If Gemstone Keeper has an experimental look about it – all blocky ASCII art, eye-searing colours, and monitor scan line effects – then that’s partly because it began as a tech demo, designed to show off a tool Stoddard made for his final year thesis. “The tool was used to create and preview procedurally generated levels by setting and changing the parameters of multiple algorithms,” explains Stoddard. “The demo was much different from what Gemstone Keeper ended up being; the exploration was a part of it – because I wanted to demonstrate the level generation – but because I’m a fan of arcade shoot-‘em-ups, the gameplay in that demo was much more rigid and focused.”

The finished game’s ASCII art was nowhere to be seen in its initial incarnation, pictured here.

Stoddard continued working on Gemstone Keeper once his thesis was completed, adding a handful of RPG and roguelike elements to what was initially a straight twin-stick shooter. “I was getting more interested in roguelike games, where there is more of an emphasis on preserving your character and planning your route, as opposed to the games I typically play where you go straight in, guns blazing,” Stoddard says. “As I got more into them, the more I felt I should focus on the exploration and relaxed vibe, and that was part of the reason why the game has its ASCII aesthetic.”

Those ASCII graphics, where a 2D world is created from a shimmering assortment of hashtag symbols, guillemets, and at signs, provided their own challenges. “There was a lot of experimentation and trial-and-error to get the ASCII art to look right,” explains Stoddard. “All the ASCII art is generated in-game using a single font file: the design of sprites, objects, and walls were planned out and then I wrote out which characters should be rendered and where individually.

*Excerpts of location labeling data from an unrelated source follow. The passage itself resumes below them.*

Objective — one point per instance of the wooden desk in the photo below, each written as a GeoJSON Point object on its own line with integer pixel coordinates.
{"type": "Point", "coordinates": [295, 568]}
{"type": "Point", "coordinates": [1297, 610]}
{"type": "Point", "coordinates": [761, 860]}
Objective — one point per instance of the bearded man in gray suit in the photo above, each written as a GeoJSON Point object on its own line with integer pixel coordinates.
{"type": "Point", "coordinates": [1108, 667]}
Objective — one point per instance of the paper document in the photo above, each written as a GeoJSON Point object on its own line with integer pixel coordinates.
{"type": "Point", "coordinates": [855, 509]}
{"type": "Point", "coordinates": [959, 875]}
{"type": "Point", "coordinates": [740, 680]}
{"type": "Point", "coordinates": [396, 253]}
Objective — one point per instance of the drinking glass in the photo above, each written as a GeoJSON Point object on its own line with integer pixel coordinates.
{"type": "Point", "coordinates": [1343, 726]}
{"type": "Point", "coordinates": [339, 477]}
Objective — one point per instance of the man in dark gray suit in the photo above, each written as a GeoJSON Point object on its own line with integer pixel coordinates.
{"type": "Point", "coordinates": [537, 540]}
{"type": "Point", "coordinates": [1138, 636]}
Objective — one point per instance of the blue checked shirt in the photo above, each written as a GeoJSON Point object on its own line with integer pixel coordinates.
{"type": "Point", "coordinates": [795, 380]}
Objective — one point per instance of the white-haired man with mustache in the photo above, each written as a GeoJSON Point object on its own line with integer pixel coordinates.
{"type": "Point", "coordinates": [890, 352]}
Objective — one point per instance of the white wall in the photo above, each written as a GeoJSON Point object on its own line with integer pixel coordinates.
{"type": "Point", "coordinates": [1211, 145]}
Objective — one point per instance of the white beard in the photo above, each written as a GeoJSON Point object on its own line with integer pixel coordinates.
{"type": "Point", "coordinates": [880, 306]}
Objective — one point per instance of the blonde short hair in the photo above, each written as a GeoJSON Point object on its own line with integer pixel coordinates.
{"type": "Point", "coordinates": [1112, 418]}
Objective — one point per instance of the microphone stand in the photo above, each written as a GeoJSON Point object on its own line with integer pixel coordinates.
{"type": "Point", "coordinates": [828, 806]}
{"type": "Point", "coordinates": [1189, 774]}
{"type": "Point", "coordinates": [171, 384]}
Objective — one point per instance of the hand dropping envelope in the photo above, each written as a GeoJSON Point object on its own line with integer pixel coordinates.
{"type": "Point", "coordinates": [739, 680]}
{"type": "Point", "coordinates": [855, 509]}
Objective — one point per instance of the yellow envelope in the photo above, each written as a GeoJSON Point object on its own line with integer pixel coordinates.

Unfortunately, with the nature of fonts, you can’t guarantee that the individual characters would be rendered in the right place, so eventually, I wrote out a function to print out all the generated textures so I could properly inspect them and make necessary adjustments.”

Blasting rocks and collecting gems means you can spend your earnings on modular weapon upgrades.

Porting Gemstone Keeper to the Switch also gave Stoddard the chance to give the graphics an overhaul, with the resolution doubled to 720p; as a result, he says, “all the positions, sizes, the movement calculations, and other details had to be checked by hand, line by line.”

While all this was going on, Stoddard also decided to beef up the game with a new survival game mode – a hectic side attraction that adds some multiplayer competition to complement the solo campaign. All told, the new mode took three weeks to build – a pretty impressive feat, given that, like the rest of Gemstone Keeper’s development, it was all put together in Stoddard’s spare time.

And with the game due for release on the Switch this November, Stoddard is already thinking about his next solo project; this time, he says, it’ll be a Switch exclusive. “It’s a great console to make games for, and I think it deserves more indie stuff that is built (with) the system in mind, instead of just being ported over for the sake of it,” he says. “I’ve been writing out one game concept that I want to start trying out as soon as Gemstone Keeper has set sail, so maybe next year I’ll have something to show.”

“I usually get my best feedback from live events like Insomnia and EGX,” Stoddard says.

Learning from the masters

Although we often look back on games of the past with a nostalgic eye, Stoddard points out that there’s also a practical reason for returning to the classics. “I think it’s important for developers to look at early games to understand how they have had a lasting appeal,” he says. “(They were) able to create something so creative and enjoyable despite being restricted to the technologies of the time they were made. I’m personally a firm believer of the idea that you are more creative when you have constraints set against you, because those constraints take more effort to work within than having little to no constraints at all.”